• Victoire symbolique pour l'interdiction de la burqa

    Victoire symbolique pour l'interdiction de la burqa

    Le port de la burqa reste exceptionnel en Suisse. Mais la décision du Conseil fédéral ouvre la voie à d'autres interdictions cantonales.

    En validant le vote tessinois interdisant de se dissimuler le visage, le Conseil fédéral ouvre la porte à d’autres scrutins.

    Le conseiller national Walter Wobmann (UDC/SO) a du soleil dans la voix. «Notre initiative fédérale pour interdire le voile intégral est prête. Nous la lancerons l’année prochaine. Ses chances ont bien sûr augmenté aujourd’hui.»

    La raison? Le Conseil fédéral a répondu mercredi à une question qui tenait le monde politique en haleine depuis un an: l’interdiction de se dissimuler le visage votée par 65% des Tessinois l’an dernier est-elle conforme au droit fédéral? Oui, répond le gouvernement.
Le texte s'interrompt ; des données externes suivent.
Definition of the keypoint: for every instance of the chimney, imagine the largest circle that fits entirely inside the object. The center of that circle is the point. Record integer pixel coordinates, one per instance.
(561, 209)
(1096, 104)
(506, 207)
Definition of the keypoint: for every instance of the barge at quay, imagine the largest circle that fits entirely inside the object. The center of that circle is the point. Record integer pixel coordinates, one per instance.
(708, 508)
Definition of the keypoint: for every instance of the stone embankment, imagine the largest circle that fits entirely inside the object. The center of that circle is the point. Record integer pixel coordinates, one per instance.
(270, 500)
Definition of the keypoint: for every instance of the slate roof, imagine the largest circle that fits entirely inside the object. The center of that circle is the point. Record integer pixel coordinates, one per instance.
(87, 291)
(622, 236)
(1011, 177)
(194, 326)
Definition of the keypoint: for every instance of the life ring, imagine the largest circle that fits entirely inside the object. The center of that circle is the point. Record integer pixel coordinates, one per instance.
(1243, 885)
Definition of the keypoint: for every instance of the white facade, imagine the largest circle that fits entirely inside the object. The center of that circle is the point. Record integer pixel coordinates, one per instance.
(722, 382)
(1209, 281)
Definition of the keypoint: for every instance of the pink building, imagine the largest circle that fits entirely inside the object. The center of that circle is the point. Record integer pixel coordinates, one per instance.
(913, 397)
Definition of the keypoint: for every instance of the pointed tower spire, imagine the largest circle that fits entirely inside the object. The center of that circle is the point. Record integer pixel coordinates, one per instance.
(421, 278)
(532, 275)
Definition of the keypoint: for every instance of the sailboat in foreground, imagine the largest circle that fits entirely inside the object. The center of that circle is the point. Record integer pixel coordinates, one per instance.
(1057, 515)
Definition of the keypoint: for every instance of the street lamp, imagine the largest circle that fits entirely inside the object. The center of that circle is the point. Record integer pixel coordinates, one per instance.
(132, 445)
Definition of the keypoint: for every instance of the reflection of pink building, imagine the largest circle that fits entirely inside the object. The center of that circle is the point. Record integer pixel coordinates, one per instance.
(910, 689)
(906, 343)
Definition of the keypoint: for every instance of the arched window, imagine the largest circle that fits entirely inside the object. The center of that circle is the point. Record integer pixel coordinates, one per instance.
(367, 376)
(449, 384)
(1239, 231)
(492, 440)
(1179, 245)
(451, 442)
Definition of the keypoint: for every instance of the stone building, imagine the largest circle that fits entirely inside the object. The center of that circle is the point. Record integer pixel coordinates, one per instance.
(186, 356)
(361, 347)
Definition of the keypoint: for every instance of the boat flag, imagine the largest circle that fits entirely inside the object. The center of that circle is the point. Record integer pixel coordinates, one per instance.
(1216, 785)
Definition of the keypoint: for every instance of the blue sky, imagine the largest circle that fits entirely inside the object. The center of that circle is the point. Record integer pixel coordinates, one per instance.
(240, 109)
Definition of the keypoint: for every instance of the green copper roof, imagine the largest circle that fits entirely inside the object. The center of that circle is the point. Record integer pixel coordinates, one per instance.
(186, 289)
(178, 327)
    Il s’explique: d’une part, la disposition tessinoise est très proche de la loi française. Or, la Cour européenne des droits de l’homme (CEDH) s’est penchée sur le texte cet été et n’a rien trouvé à y redire: l’interdiction de se dissimuler le visage touche tant la burqa que la simple cagoule du manifestant. Elle ne serait ainsi pas explicitement fondée sur la connotation religieuse des vêtements, selon Strasbourg. Par analogie, cet arrêt vaut aussi pour la Suisse. Et puis, relève le Conseil fédéral, des exceptions sont prévues à l’interdiction. Les lieux de culte ne sont par exemple pas visés.

    «Pas opportune»
    Mais, si le gouvernement donne un feu vert, c’est sans enthousiasme. Une telle interdiction n’est pas «opportune», répète-t-il, compte tenu «du très faible nombre de femmes en Suisse qui se dissimulent le visage derrière un voile et de l’absence de problèmes liés à cette pratique.»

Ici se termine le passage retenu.